Font Builder
Usage
- Choose a primary font, which will be used for as much as
it can be used for.
- Optionally, choose a different secondary font which is used
when the primary font is missing certain characters - for example,
Trebuchet doesn't include any Greek/Cyrillic/Hebrew characters, so
these will be taken from Arial Unicode MS (by default) instead.
- Use the Preview font button to see what the font looks like
by rendering the contents of the textbox. Adjust the font settings
until perfection is attained.
- Choose a desired character list - a text file containing
all the characters that must be in the final font. The standard files
are latin.txt (containing ASCII plus some accented characters,
mainly useful for non-localised text) and standard.txt
(containing Latin, Greek, Cyrillic and Hebrew characters, for text that
could be in any language).
- Click Generate texture, and select a name for the .fnt
file. A .tga texture will also be generated, in the same directory
with the same name. Depending on several random coincidences, the texture
generation might be very fast or might take quite a while. When it finishes, the
excitingly patterned texture will be displayed.
- Save your settings through the File menu so that you can
easily recreate the font later.
Unicode fonts
The font builder is intended to be used with Unicode characters.
Unfortunately, most fonts aren't. The font builder tries
to use Arial Unicode MS by default: this seems to
be installed by some versions of Microsoft Office, or can
be downloaded from locations such as
this (12MB
self-extracting 7-Zip). It's probably worth getting, since it
includes almost every Unicode glyph that you could wish for.
Another potentially useful Unicode font is Bitstream Cyberbit
(available from Netscape's FTP server,
6MB).
All fonts must be installed into Windows before you can use
them in the font builder.
Font settings
- Size - size of the font in arbitrary units.

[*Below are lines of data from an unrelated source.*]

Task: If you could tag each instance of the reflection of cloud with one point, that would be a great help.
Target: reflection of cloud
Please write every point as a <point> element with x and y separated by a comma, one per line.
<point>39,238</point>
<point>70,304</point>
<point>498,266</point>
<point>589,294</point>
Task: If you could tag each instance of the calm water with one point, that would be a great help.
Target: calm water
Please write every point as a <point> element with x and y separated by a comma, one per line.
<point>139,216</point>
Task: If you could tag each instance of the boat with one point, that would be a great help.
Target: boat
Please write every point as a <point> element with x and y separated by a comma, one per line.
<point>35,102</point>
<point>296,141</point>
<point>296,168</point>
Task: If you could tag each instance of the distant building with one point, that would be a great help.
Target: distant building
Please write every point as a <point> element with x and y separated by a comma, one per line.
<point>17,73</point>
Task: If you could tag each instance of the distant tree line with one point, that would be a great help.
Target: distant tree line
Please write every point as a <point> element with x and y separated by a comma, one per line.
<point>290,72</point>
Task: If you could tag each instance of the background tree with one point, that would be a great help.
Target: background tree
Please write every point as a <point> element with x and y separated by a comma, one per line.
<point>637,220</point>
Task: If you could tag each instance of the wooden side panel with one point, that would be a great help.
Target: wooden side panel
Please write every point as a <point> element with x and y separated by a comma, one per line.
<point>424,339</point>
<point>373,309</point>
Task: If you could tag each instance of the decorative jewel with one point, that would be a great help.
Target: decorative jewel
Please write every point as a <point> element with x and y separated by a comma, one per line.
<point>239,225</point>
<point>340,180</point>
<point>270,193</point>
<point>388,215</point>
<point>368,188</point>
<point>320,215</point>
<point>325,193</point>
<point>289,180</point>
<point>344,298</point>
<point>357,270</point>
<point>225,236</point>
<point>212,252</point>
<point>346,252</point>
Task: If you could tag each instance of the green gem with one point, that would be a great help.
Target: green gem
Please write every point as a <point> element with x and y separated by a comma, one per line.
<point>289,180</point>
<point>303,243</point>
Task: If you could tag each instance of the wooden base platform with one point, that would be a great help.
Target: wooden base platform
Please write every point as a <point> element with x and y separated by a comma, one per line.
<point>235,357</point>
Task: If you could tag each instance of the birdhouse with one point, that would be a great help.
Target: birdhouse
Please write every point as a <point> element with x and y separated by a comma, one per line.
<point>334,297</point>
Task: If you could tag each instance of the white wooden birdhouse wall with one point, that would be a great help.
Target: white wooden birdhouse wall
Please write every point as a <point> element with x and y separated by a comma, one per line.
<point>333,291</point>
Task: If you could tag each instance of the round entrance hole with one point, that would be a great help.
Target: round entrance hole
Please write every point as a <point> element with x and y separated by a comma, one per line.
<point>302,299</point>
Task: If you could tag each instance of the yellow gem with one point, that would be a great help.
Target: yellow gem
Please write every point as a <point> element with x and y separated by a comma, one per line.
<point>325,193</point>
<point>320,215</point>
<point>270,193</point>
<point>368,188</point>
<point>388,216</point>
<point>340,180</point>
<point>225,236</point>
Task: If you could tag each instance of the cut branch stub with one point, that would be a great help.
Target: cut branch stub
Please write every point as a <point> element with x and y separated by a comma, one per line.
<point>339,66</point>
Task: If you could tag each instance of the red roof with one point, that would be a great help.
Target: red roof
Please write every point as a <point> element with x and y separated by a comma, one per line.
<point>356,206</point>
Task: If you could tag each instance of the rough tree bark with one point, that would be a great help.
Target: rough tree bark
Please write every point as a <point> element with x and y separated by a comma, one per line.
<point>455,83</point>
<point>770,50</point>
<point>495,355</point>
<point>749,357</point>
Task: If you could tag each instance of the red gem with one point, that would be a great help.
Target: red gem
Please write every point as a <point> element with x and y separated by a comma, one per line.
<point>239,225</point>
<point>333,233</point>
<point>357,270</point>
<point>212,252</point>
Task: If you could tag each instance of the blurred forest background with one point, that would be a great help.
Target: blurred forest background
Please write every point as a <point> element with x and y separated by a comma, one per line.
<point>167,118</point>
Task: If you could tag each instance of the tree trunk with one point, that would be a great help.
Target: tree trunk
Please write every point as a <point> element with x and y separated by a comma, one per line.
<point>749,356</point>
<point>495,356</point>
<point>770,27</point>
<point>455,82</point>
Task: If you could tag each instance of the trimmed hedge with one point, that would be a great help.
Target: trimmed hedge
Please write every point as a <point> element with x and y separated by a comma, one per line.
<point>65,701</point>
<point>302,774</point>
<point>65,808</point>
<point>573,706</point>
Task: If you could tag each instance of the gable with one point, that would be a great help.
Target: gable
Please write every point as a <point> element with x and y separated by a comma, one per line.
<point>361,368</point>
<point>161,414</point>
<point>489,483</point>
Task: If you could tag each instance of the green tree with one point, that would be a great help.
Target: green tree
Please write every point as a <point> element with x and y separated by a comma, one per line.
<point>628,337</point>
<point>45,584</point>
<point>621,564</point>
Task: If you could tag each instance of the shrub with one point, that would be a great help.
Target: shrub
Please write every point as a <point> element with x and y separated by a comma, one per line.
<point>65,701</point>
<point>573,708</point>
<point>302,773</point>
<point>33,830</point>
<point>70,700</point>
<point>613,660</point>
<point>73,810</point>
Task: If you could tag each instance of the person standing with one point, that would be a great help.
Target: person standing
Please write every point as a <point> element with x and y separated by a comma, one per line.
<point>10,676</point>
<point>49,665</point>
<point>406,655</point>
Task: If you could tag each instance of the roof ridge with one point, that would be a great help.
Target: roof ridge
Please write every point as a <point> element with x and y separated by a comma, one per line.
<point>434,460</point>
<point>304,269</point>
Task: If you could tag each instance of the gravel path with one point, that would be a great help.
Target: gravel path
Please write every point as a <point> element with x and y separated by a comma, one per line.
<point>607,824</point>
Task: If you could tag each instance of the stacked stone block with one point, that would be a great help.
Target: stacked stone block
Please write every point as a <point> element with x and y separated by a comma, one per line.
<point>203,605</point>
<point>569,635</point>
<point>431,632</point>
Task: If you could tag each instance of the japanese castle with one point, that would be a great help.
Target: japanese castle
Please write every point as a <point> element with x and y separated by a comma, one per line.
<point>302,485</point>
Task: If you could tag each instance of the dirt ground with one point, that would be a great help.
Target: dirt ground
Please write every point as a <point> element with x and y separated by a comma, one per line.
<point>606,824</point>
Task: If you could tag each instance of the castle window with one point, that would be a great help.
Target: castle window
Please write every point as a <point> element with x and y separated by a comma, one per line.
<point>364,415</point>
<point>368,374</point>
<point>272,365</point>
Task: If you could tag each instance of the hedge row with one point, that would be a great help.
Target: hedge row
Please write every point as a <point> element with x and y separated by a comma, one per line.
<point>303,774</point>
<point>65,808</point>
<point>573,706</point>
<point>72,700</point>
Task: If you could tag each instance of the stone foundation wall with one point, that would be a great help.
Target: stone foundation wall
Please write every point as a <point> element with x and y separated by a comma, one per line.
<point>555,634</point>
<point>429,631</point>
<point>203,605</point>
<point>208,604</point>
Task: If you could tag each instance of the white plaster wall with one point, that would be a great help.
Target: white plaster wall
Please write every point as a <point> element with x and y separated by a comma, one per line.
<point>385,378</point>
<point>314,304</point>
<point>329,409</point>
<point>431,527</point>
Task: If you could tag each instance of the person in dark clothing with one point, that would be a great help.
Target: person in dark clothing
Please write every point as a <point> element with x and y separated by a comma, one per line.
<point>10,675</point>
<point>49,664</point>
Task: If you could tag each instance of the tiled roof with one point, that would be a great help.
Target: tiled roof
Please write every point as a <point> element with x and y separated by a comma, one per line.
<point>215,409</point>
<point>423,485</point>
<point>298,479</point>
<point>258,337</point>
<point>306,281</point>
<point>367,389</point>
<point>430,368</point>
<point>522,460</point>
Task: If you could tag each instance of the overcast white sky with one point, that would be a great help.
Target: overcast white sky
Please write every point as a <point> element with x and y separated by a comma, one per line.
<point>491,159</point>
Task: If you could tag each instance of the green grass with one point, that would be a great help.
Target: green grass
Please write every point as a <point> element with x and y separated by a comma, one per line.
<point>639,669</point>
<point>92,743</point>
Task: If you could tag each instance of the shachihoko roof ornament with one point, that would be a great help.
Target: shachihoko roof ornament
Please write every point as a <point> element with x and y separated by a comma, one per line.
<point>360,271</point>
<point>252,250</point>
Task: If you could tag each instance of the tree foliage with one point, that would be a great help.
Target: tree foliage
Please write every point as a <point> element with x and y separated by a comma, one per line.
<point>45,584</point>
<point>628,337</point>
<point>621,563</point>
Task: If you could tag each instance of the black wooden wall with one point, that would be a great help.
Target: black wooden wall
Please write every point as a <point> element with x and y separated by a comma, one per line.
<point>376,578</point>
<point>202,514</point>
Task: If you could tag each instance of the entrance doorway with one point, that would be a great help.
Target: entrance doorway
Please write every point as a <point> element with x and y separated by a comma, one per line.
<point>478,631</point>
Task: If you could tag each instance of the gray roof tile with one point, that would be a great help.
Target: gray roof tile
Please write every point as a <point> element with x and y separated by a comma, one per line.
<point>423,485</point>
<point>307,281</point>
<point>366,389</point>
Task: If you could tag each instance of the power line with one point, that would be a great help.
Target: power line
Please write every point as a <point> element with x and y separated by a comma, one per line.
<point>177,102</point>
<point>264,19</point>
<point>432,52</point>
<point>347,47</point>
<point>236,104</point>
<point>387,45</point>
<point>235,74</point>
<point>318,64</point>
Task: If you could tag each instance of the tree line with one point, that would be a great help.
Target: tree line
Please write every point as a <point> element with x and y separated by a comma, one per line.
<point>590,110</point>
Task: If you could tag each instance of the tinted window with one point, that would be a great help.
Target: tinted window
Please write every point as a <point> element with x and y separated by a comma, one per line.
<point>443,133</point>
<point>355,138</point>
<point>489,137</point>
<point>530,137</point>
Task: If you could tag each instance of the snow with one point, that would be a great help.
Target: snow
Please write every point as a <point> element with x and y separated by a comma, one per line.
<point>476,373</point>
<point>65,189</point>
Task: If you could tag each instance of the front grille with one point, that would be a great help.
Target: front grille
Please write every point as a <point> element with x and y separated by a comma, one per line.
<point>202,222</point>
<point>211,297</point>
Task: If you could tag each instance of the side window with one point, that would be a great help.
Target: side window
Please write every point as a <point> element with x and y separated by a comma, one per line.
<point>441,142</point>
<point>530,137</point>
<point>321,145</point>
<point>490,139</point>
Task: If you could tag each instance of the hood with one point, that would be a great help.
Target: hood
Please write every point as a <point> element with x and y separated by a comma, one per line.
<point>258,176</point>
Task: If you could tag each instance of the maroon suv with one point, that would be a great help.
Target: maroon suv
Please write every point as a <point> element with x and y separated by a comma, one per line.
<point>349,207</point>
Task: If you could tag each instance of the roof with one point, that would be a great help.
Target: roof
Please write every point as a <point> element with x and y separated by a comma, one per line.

- Boldness - if you don't have a proper bold variation of the
font, the boldness setting fakes it by drawing
the character several times.
- Italicness - if you don't have a proper italic variaton,
the italicness setting slants it in 5-degree increments. Negative
values slant the other way.
- Tracking - extra spacing in pixels added between every
non-zero-width glyph.
- Leading - extra spacing in pixels between lines of text.